As process nodes shrink, it’s become increasingly difficult for the major semiconductor foundries to offer compelling advantages at each new node. TSMC recently disclosed some additional information about how it intends to build 20nm chips using double patterning. The technique, while vital to constructing processors at this node, comes with some significant costs.
For nearly a decade, TSMC, GlobalFoundries, and Intel have collectively relied on argon-fluoride (ArF) lasers to etch microprocessor wafers. These lasers generate light at 193nm, deep in the ultraviolet range, and have been instrumental in driving the semiconductor industry from 90nm geometries down to 28nm. Unfortunately, 193nm light has reached its effective limit – transistor densities below 28nm are simply too small for 193nm light to etch.
How double patterning works
In single pattern lithography, a wafer is covered with a light sensitive material, known as a photoresist. Light is then streamed through a patterned photomask (a template of the chip, essentially). The light strikes the photoresist and changes the chemical properties of the material. The wafer is then bathed in a chemical solution, which washes away the areas the light touched.
This process is repeated multiple times, and the end result is (hopefully) a microprocessor.
When the silicon features become too small relative to the wavelength of light being used to etch them, however, the defect density skyrockets. Double patterning – using two photomasks, each with half of a pattern – can correct this, as shown below.
There are multiple types of double patterning and it can be used in different ways, which is why you may have heard the term before. Intel adopted it for critical areas at 45nm, when the rest of the industry was pushing immersion lithography. Then, at 32nm, TSMC and GlobalFoundries began using some double patterning, while Intel went with immersion lithography. What’s changing for TSMC at 20nm is that the company is adopting what’s called double pattern/double etch (2P2E).
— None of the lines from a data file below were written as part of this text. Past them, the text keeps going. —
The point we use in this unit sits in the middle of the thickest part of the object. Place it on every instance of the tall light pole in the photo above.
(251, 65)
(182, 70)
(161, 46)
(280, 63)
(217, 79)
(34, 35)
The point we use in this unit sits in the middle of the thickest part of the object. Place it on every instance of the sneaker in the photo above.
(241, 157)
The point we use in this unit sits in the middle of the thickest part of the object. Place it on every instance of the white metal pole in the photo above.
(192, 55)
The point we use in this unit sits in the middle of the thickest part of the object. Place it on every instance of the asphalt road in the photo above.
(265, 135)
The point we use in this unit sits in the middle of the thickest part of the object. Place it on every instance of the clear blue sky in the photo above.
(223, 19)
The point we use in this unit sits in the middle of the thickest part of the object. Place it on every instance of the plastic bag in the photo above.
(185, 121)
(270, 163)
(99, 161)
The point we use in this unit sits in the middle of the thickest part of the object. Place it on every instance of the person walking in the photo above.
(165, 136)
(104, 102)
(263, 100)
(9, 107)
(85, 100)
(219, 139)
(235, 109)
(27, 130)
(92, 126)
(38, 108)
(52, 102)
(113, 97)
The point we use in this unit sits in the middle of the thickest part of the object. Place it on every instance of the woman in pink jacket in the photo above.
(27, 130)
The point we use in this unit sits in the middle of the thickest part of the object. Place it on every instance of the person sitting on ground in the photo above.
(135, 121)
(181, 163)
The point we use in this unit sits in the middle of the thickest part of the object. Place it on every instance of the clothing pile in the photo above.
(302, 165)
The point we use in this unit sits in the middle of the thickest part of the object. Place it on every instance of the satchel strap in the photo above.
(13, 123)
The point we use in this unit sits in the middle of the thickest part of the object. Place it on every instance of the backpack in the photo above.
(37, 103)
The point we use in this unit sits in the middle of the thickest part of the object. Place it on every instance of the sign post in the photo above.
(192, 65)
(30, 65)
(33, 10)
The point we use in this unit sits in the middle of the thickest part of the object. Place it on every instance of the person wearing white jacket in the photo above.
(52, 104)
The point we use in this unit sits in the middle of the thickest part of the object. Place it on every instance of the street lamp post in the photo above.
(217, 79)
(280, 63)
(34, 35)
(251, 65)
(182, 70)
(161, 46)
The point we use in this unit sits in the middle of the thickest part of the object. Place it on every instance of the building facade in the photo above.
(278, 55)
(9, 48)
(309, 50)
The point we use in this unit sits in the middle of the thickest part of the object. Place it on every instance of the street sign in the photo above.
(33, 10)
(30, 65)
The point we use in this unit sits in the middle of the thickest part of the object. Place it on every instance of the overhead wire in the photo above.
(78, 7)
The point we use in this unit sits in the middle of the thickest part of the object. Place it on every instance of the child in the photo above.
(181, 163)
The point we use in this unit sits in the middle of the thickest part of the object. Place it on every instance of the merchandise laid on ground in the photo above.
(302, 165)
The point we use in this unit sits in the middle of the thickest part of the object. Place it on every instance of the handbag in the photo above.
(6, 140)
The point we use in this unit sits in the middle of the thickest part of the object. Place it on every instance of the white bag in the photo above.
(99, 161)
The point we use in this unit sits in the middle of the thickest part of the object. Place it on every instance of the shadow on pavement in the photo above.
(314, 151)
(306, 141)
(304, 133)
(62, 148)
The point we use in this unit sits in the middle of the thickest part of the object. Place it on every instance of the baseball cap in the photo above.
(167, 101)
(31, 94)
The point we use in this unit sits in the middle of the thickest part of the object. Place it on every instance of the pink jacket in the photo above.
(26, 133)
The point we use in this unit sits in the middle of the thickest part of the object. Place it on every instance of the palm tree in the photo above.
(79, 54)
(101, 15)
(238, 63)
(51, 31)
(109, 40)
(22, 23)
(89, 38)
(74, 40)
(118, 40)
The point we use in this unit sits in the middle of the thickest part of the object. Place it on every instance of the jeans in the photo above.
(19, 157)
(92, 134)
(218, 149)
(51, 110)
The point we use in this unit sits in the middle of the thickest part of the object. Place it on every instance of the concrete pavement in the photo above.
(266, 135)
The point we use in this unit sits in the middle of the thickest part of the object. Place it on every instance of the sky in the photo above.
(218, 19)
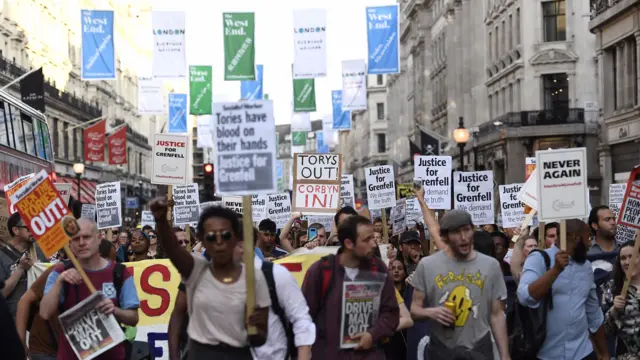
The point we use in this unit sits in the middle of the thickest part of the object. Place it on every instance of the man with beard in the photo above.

(The below image shows the same cell area built with single exposure, double exposure, and double patterning. Note how the feature size and regularity improves at each step).
The big-picture takeaway from TSMC’s announcement is that while double patterning is already in use at 28nm, it’s going to be significantly more important at 20nm. Driving up the number of manufacturing steps per wafer slows down total production and increases cost, both in terms of wafers per hour and the additional tools required for the double patterning.
GlobalFoundries is also making greater use of double patterning at 20nm. Intel, meanwhile, uses the technique to a limited degree at 22nm, but has avoided the need to adopt it as widely. Chipzilla is expected to adopt double patterning at 14nm, with TSMC and GF bringing FinFET to market sometime in 2016. Long term, everyone is hoping to get extreme ultraviolet (EUV) lithography off the ground, for reasons that this next graph makes obvious.
EUV’s wavelength, at 135nm, allows for single patterning again – at least, for a little while. At 7nm, double pattern EUV may be required, but that’s far enough ahead that Intel can afford to push it back. The biggest problem with double patterning, in the end, is that it’s very much an interim solution. We were never supposed to get stuck on 193nm for as long as we have; Intel was researching 157nm lithography when it began deploying 193nm back in 2003. Problems with scaling and production ultimately killed 157nm, EUV lithography faces serious ramp issues, and none of the alternative lithography approaches have proven commercially viable.
If EUV can’t be brought online in the near future, the major semiconductor manufacturers will be talking about quad-patterning by 14-16nm – and that’s enough of a cost increase that it could seriously damage the foundry model altogether. As the number of patterns increases, the chance of a mistake in mask-switching is higher, and with the space between transistors shrinking, even a tiny mistake will cause unsustainable defects.